Give a vigorous shake to any family tree, and in addition to a few nuts, other surprises invariably fall out! Mine is no exception, and you’ve already read about a variety of “surprises” I’ve found through the years. But if you are hoping for a juicy, scandal-laced, DNA-based reveal in this blog post, your time is better spent elsewhere. This one is pretty mundane.
It’s September, 1946, and my mom’s cousin, Jeanne, is getting married. She is second youngest daughter of George Edward (Edward George) Meintzer (Next to Last), my grandfather’s older brother. The two girls (both still living!) are two years apart in age (Mom is older).
Though they lived in the same town, Mom says she and Jeanne didn’t really see too much of each other, growing up. Their fathers had a good relationship, so there wasn’t a family rift. The families lived only a few blocks apart, and Mom remembers Jeanne’s older sister, Helen, babysitting for her a couple times. But Jeanne’s mom was Catholic, with the children raised Catholic, so the families attended different churches, possibly different schools. And you know how it is with kids — they don’t really want to hang out with younger kids — even cousins!
But, by 1946, everyone is grown up, with my mom married for almost two years! She and Dad arrive at Jeanne’s wedding, most likely with her parents. Also in tow is my sister, Carole, seven months old, cute as a button, undoubtedly enjoying her brief stint as “only child.”
Imagine my mom’s surprise to see Aunt Rose (The Maiden Aunt) and Uncle Joe Rau also attending! They are from my dad’s side: Aunt Rose is the sister of my other grandmother, Victoria. Why are they here at my mom’s cousin’s wedding? What was going on?
It turned out that the bridegroom was Uncle Joe’s nephew! Uncle Joe’s sister, Mary, was the mother of the groom. Who would ever anticipate that? Of course, it didn’t change anything — my dad wasn’t related to Jeanne’s new husband. The two of them were just related — one by DNA, one by marriage — to the same person (Uncle Joe). It was simply one of those random occurrences that pop up in families.
As so often happens, quirky little things like that are easily forgotten. When I began my research in my teens, Mom and I paid a visit to her cousin, seeing what she might know about the Meintzers. Jeanne brought out a thick binder with the genealogy of her husband to show me. Someone in his family had researched and put it together, and he obtained a copy. It was interesting, but it really had nothing pertinent for us. Of course, it showed Uncle Joe’s connection to Jeanne’s husband, which Mom had forgotten about. It also made my fledgling genealogy look puny by comparison . . .
Fast forward 35+ years . . . The “Great Photo Identification Project” was still underway. Mom and I were on a road trip to the Chicago area and stopped by to see Jeanne. It was just a “sit and catch up” visit, but the conversation turned to photographs and the difficulty in identifying some of them.
This photo of Aunt Rose holding my sister was one of the problem photos we owned. Aunt Rose was easily identifiable, as was Carole. The woman on the right proved to be a puzzle, though. From the corsages, we knew is was some “event” — we just couldn’t place it. So while they chatted, Mom mentioned it. Conveniently, I had an image on my laptop, and pulled it up to show Jeanne. She took one look and said, “That’s my mother-in-law!”

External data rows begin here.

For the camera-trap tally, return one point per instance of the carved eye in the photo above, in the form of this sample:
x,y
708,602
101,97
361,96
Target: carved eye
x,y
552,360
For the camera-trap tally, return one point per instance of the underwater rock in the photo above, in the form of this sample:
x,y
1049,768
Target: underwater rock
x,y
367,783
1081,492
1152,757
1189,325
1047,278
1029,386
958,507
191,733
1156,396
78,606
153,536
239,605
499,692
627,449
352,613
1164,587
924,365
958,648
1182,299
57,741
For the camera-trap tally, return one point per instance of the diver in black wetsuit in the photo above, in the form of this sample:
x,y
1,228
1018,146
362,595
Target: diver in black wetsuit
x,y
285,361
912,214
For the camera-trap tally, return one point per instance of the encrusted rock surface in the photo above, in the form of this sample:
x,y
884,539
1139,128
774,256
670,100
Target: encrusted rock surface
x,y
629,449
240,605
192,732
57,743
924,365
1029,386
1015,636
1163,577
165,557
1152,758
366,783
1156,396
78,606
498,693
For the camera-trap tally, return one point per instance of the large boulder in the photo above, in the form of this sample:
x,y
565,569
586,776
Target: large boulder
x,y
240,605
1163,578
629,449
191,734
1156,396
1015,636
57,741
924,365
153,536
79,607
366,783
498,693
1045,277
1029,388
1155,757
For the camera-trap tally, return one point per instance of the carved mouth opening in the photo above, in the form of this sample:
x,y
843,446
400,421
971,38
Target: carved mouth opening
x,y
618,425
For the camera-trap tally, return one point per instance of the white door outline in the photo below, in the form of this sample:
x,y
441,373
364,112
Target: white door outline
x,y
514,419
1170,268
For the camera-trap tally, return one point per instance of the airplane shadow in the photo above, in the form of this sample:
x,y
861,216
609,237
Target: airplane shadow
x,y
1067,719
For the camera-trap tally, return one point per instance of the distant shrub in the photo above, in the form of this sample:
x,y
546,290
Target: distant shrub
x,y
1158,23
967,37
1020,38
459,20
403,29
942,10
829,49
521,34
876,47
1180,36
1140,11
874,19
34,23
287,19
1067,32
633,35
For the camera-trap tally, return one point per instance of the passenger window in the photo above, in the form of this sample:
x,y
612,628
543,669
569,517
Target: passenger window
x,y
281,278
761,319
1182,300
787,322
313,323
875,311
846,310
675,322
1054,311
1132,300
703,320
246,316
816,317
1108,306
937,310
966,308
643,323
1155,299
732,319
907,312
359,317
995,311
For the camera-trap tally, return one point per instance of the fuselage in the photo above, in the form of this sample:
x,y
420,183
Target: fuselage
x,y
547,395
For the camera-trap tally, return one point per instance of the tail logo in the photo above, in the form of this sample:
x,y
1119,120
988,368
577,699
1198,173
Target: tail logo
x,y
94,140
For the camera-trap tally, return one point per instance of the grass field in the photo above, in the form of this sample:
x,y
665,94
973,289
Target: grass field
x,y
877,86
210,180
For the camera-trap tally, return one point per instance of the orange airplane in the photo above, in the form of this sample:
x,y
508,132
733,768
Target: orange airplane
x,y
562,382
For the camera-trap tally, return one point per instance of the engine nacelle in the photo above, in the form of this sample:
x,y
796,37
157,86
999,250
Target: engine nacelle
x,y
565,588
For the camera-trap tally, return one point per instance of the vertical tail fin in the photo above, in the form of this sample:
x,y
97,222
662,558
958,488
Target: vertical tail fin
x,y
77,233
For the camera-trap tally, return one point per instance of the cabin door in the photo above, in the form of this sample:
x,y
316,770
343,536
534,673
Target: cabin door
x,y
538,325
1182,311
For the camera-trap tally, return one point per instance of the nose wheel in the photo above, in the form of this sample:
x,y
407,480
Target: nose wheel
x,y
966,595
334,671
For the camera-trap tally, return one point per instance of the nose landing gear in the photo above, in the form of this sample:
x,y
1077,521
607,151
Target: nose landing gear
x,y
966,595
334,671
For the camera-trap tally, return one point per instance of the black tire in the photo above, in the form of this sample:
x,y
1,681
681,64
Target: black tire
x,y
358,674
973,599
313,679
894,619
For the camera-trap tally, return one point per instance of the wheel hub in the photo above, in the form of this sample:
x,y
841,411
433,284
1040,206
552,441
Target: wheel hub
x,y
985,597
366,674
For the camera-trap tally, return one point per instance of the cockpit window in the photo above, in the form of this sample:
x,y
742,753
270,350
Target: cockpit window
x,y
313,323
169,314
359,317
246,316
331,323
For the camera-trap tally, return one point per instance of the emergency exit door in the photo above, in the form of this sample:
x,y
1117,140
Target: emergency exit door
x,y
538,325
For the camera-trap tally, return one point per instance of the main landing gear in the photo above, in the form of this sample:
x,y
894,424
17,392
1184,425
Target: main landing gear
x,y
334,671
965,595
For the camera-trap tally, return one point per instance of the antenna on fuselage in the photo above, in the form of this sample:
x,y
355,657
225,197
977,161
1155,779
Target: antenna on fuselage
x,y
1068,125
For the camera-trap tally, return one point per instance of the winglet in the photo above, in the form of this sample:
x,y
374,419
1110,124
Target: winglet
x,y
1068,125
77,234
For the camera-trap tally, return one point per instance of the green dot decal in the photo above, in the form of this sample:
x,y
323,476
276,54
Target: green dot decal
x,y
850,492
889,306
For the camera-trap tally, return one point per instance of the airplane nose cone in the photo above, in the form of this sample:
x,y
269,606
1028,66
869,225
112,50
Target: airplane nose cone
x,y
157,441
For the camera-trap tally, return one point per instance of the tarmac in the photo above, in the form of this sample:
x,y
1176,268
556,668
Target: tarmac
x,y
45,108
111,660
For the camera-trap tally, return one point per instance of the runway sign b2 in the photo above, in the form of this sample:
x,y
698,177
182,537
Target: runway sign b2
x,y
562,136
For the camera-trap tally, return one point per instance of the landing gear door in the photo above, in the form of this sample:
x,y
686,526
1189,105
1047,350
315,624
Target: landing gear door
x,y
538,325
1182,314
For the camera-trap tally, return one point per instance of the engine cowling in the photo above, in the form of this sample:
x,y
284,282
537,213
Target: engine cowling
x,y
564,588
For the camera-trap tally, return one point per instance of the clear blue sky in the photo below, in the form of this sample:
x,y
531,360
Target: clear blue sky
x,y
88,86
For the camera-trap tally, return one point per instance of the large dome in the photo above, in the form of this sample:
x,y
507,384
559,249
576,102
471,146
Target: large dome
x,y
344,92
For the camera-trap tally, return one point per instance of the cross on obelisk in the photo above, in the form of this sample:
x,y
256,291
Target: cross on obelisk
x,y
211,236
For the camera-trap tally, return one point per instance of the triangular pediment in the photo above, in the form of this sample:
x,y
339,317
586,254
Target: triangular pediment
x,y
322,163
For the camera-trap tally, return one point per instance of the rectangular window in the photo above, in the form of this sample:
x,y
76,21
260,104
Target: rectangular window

Say what?? How did Mom not remember it being from Jeanne’s wedding? I guess she was busy taking care of a baby, and didn’t pay attention to Jeanne’s new in-laws. At least the mystery was finally solved! And yes, the photo has been properly labeled.
What’s the take-away from this? First, it’s a good idea to be careful with what you say about whom. You never know who might be distantly connected to you — or to someone you know. And when DNA testing enters the mix, all bets are off!
Second, label the pictures! Now. ALL of them. Not just one copy, Every. Single. Print. If you label only one (that you have multiples of) and give it away, where does that leave you? Unlabeled again, that’s what! Just do it.
Lastly, write the stories down. It is too easy to forget about them, or forget to repeat them to others, so they know about them. We’ve all played “telephone” enough to know how that game turns out, and we know the effect it can have on our family stories (Colorful and Close Up)! Having the stories committed to paper at least locks them into a particular version. It may still be wrong (or not completely right — not quite the same thing as wrong), but at least there’s a more fixed starting point, and something concrete to either prove or disprove.
Most importantly, enjoy the surprises (good or bad) when they show up. They make our family history more interesting! That’s what keeps most genealogists coming back for more.